What if Jesus didn't play guitar?

We are searching for bigger words than ‘prayer’ and ‘worship’ ; fumbling in the cloisters of Christian experience for a noun that recognises the depth and diversity of divine encounter beyond the neatly stacked boxes of our habitual vocabulary.

For instance, when we say ‘worship’ we almost always mean music. It’s a sort of code. And when we say ‘let us pray’ we would be very surprised indeed if someone threw back their head and began to sing. But the Psalms, which ebb and flow between adoration, intercession, and grumbling, were spoken as often as they were sung. Jesus taught us to begin our prayers with spoken worship ‘Our Father in heaven, hallowed be your name,’ and to conclude them with petition ‘Give us this day our daily bread.’ He didn’t play guitar.

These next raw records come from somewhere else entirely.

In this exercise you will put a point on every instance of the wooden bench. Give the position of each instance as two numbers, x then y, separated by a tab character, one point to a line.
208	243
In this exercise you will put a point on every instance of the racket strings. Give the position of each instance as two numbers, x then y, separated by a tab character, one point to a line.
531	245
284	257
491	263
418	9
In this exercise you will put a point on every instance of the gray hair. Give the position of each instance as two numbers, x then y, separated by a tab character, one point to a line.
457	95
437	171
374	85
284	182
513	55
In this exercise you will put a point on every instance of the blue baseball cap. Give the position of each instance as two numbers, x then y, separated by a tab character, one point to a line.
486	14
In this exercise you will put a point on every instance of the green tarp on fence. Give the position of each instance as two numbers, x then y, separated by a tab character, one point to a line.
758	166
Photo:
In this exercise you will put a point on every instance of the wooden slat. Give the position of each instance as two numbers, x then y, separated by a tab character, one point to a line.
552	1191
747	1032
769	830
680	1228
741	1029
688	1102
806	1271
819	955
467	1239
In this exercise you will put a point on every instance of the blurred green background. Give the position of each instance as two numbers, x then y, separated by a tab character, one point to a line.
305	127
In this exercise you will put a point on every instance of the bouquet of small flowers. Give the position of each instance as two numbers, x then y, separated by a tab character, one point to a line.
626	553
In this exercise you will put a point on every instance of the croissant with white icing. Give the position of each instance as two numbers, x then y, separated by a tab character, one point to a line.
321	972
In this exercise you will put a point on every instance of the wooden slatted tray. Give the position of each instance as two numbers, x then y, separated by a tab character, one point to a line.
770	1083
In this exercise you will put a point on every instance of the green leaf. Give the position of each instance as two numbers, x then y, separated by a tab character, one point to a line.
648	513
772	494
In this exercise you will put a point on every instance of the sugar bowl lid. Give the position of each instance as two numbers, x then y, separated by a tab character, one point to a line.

When you say ‘Let us pray’, Pentecostals raise their hands and their voices while Quakers sit down and fall silent, Jesuits reach for their bibles and many charismatics open their hands to receive from the Holy Spirit. All these responses are good and all of them are partial.

This lazy word ‘prayer’ can confine us to the myopia of our own tradition. Most of us are bored: craving other forms of encounter; looking for a fuller menu that combines the contemplative with the intercessory, militant spiritual warfare with mystical encounters, irreverent lament with ancient liturgy, the Lectio Divina, Examen and the philokali with confession, meditation and tongues. Second generation charismatics are currently devouring liturgy. Many of them think that everything in Latin is true. And all the while the members of ancient denominations are discovering the Holy Spirit, laughing like children at the freedom they are finding from the restrictions of tradition.